Not so to Shakespeare – he after all, went to get his own coat of arms drawn up. It is worth noting that Shakespeare was not the only stage professional who did this – Augustine Phillips also applied … which would suggest that the heraldic was something of meaning and worth at least to the theatre people. One of the written pieces of evidence for Shakespeare as a writer is in the account books of the Earl of Rutland – payment to Burbage (a carpenter who could act and paint!) and Shakespeare for making/painting/writing a heraldic device and accompanying poem to be used at a ‘joust’ celebrating a visit of James I/VI .

Punning on the meaning of such devices must have been a very powerful ‘weapon’ in the political armoury of the play … giving the right ‘nickname’ to an opponent can be very revealing – children may shout out, ‘Sticks and stones may break my bones, but names will never hurt me’ – but they will go home and cry about it in the secrecy of their own bedrooms.

And the fact that the jokes about towering and raising above don’t reflect the person of Gloucester doesn’t negate the fact they do reflect his ‘family’ in the person of his wife – who we have just seen arrested and the news of whose arrest brings the scene to an end.

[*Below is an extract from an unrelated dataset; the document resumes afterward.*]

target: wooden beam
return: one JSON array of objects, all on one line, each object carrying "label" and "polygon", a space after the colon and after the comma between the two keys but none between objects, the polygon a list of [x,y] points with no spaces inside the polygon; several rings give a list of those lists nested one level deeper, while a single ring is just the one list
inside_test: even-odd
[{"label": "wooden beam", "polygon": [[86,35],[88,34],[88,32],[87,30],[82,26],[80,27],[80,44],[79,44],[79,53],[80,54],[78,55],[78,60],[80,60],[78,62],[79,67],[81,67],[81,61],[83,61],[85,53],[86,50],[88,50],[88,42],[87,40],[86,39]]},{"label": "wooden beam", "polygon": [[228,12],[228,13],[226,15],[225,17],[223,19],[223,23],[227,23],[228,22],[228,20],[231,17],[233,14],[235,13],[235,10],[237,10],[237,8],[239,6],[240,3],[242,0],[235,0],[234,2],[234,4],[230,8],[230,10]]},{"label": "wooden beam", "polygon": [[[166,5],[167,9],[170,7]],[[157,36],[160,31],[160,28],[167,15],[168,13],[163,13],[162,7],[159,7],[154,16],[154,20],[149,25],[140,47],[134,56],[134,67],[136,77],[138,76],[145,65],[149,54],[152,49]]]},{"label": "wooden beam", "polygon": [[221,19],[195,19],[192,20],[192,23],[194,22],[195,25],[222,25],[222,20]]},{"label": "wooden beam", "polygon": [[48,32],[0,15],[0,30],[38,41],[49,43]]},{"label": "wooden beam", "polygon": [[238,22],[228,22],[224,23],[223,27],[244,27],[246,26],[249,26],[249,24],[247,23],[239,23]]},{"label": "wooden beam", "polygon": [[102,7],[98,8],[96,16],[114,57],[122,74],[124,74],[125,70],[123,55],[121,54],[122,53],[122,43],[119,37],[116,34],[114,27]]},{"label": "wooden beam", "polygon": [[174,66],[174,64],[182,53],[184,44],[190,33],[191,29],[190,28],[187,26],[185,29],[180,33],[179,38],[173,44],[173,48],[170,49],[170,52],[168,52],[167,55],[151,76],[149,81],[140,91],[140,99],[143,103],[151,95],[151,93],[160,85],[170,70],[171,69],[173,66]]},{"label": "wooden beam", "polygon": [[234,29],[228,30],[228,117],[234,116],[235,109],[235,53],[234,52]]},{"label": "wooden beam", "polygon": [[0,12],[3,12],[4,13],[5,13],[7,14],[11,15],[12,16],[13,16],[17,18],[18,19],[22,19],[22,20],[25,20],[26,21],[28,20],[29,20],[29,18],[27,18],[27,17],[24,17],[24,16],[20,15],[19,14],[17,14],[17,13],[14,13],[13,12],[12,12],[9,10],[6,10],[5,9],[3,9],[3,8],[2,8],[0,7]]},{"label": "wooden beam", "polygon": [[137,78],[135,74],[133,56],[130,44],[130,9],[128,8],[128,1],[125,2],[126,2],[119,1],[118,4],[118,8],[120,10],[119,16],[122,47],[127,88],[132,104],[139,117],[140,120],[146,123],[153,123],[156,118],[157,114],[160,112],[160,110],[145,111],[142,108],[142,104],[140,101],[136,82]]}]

Which brings us to the second part of the scene – the revelation of false miracle and reminder of the ever-present ‘low-life’ undertow to the play.

What interests me at this point is plums (testicles) and climbing plum trees (sexual intercourse). We have some overt punning going on here. Again, likely to be lost to modern audiences – and to have been crystal clear to the early watchers of the play.

When ‘the wife’ says:




…, and bought his climbing very dear

a set of levels of meaning are activated – which resonates through all on stage.

Simpcox must surely be regarded as ‘driven’ by his wife – or led through his lust for her. His wife has possibly led him on using his uncontrolled passions.

On stage, we see Gloucester – he is about to fall, like Simpcox, because of his wife – although it is not Gloucester’s fault – but his wife’s blindness to god which will make her husband lame.

The Queen, who is still playing a virtuous game (Henry VI Part I, has not yet been written) is going to go the way of ‘The Wife’ and use a man’s lust to bring down the Lancastrian family fortunes.

The lustful man is surely William de la Pole – Suffolk: He, like Simpcox, will defy God and, attempting to climb into the Queen’s Plum Tree, fall and break his head.

Finally, another, easy to miss element is the onlookers – the crowd who will accompany Simpcox and his wife in the direction of fortune, cheering them on – and then join as heartily in the jeers as they are whipped through the towns – the playground crowd watching the for any excitement and excuse to coagulate.